En 1884, deux manuscrits ont été découverts par le Cardinal Rampolla qu’il publie lui-même par la Presse Vaticane: en latin, dans l’Escorial et en grec, conservé à la Librairie Barberini. En 1905, le Cardinal Rampolla publie la vie de sainte Mélanie la faisant ainsi connaître davantage dans la Tradition latine.
Apostoleion
Le monastère de Sainte Mélanie fut détruit vers 614, lors de l’invasion perse.
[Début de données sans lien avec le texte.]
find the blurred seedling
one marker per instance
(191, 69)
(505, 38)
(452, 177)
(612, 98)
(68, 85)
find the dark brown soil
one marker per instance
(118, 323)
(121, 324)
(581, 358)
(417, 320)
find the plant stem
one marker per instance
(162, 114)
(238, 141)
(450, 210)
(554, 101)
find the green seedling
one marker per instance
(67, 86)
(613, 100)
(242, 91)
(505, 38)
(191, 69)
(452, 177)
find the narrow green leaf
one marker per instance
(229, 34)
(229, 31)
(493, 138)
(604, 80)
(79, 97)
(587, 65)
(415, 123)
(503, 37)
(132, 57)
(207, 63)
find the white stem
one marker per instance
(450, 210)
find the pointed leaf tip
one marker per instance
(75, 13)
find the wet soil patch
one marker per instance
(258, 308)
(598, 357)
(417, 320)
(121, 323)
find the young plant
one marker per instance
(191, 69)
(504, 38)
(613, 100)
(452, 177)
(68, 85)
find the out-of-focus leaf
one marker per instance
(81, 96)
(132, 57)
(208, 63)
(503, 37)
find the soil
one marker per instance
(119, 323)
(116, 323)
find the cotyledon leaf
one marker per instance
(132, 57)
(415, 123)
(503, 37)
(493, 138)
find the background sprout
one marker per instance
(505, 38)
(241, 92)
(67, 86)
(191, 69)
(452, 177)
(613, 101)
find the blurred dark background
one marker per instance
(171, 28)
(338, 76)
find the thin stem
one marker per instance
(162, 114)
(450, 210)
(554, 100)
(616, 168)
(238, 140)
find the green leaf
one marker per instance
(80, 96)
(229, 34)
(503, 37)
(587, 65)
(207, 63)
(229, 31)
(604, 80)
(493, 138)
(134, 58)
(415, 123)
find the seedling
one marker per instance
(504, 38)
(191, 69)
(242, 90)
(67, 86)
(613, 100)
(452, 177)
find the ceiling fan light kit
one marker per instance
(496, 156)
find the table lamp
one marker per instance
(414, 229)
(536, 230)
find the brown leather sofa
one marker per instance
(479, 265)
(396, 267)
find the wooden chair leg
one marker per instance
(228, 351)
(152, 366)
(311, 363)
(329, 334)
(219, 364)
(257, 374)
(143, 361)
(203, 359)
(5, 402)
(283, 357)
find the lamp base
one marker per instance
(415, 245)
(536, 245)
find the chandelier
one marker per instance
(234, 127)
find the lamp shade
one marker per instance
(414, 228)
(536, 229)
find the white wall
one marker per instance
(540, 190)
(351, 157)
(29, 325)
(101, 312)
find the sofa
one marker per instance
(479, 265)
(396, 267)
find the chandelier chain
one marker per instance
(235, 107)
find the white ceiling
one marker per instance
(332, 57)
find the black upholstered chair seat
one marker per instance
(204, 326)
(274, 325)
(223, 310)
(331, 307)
Peu avant la Première Guerre Mondiale (1914-1918), des fouilles avaient été effectuées par les Pères Blancs sur le lieu de la Basilique Apostoleion. Il y eut une tentative de restauration qui aboutit à la construction d’un Carmel où la prière du Notre-Père est lisible sous forme de mosaïque dans près de 150 langues. Ceci rappelle l’enseignement donné par Jésus à ses disciples sur le Mont des Oliviers.
Patronne des bouquinistes
Le 30 avril 2006, à Fontenoy-la-Joûte en France, une statue de Sainte Mélanie la Jeune, dite Mélanie-le-Plumet sculptée par Michel Derouvois, a été dévoilée lors du 10e anniversaire de la fondation du Village du livre.